Lanka whets intl appetite for mangrove conservation

August 4, 2016

Sri Lanka’s pioneering nationwide programme to save its damaged mangrove forests is bearing fruit a year on, prompting the U.S. conservation group backing it to look for another island country to launch a similar effort.

Duane Silverstein, executive director at California-based Seacology, a non-profit that protects island habitats, said he was planning to visit a candidate island state in the Caribbean in the next month. “This project, if it happens, is most definitely inspired by the success (in) Sri Lanka,” he told the Thomson Reuters Foundation, declining to name the potential project site as negotiations were ongoing.

From the late 1980s into the 1990s, the destruction of Sri Lanka’s mangroves had official sanction, as the government handed out public land to large companies to clear for shrimp farms along the northwest coast. “We were helpless – there was nothing we could do.
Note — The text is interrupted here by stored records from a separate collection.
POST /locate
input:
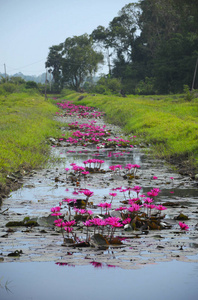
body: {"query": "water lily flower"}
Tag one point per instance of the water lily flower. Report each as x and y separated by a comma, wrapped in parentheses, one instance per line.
(183, 226)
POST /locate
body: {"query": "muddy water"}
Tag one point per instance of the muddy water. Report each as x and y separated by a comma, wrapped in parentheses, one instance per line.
(158, 252)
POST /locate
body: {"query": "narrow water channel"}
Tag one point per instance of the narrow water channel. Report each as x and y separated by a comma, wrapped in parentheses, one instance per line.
(162, 260)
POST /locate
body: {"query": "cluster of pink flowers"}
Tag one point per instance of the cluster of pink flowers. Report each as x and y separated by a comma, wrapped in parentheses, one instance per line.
(97, 163)
(90, 132)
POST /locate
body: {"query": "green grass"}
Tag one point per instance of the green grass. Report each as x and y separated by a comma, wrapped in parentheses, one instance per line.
(169, 123)
(26, 121)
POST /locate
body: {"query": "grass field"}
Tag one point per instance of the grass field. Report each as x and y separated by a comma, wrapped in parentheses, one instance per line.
(26, 121)
(169, 123)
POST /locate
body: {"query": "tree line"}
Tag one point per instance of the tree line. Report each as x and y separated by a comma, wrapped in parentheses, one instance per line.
(150, 47)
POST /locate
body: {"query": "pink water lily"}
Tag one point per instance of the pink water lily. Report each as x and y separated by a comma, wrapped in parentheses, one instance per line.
(183, 226)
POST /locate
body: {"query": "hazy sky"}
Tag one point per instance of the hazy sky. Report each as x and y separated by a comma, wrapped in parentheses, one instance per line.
(29, 27)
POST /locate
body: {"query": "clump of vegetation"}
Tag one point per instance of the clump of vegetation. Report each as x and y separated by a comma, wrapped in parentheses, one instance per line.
(167, 122)
(188, 95)
(26, 121)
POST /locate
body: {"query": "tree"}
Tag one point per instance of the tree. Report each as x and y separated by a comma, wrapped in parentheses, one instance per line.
(54, 62)
(101, 35)
(73, 60)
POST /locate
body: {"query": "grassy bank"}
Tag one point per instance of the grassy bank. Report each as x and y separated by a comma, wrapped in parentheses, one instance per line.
(26, 121)
(169, 123)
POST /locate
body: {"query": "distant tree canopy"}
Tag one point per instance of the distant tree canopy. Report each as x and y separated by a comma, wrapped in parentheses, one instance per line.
(151, 47)
(72, 61)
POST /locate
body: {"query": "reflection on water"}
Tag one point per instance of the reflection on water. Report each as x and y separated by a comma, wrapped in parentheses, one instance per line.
(97, 281)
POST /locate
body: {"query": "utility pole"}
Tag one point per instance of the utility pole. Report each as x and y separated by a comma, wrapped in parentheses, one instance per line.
(46, 85)
(195, 72)
(5, 72)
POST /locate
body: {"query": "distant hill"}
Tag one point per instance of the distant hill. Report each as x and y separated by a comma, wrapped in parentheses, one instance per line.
(37, 79)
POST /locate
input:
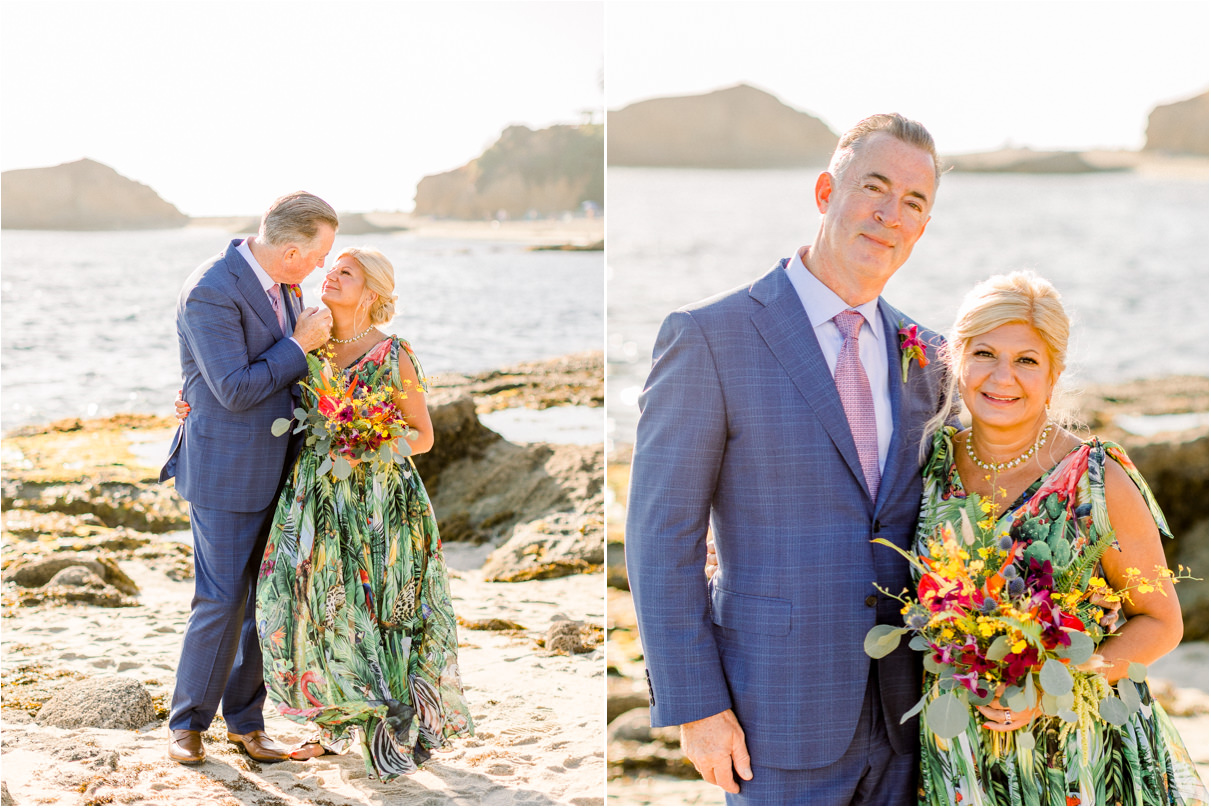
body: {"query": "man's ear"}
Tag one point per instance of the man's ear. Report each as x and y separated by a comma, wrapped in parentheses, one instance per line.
(824, 190)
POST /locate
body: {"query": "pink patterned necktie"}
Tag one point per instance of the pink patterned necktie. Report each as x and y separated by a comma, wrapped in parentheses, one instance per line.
(855, 397)
(275, 299)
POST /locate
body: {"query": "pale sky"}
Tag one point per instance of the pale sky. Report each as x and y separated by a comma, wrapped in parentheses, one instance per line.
(979, 74)
(221, 107)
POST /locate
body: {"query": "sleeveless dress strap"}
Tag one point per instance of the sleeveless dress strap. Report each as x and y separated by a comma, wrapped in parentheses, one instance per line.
(399, 343)
(1098, 451)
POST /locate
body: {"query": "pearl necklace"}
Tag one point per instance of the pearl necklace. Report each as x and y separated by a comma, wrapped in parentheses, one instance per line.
(351, 339)
(1008, 464)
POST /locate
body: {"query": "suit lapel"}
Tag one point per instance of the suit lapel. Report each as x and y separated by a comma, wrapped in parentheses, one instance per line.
(896, 460)
(248, 285)
(786, 330)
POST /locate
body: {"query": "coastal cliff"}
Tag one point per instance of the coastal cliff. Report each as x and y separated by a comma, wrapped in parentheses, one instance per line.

Earth movers would come in and clear tracts overnight that had taken hundreds of years to grow,” said Douglas Thisera, director of conservation at the Kalpitiya-based Small Fishers Federation of Sri Lanka (Sudeesa), which is partnering on the mangrove scheme. Hundreds of acres of ecologically important mangroves in northwest Puttalam district – around 40 percent of the area’s forests – were cleared and replaced by large ponds, Thisera said.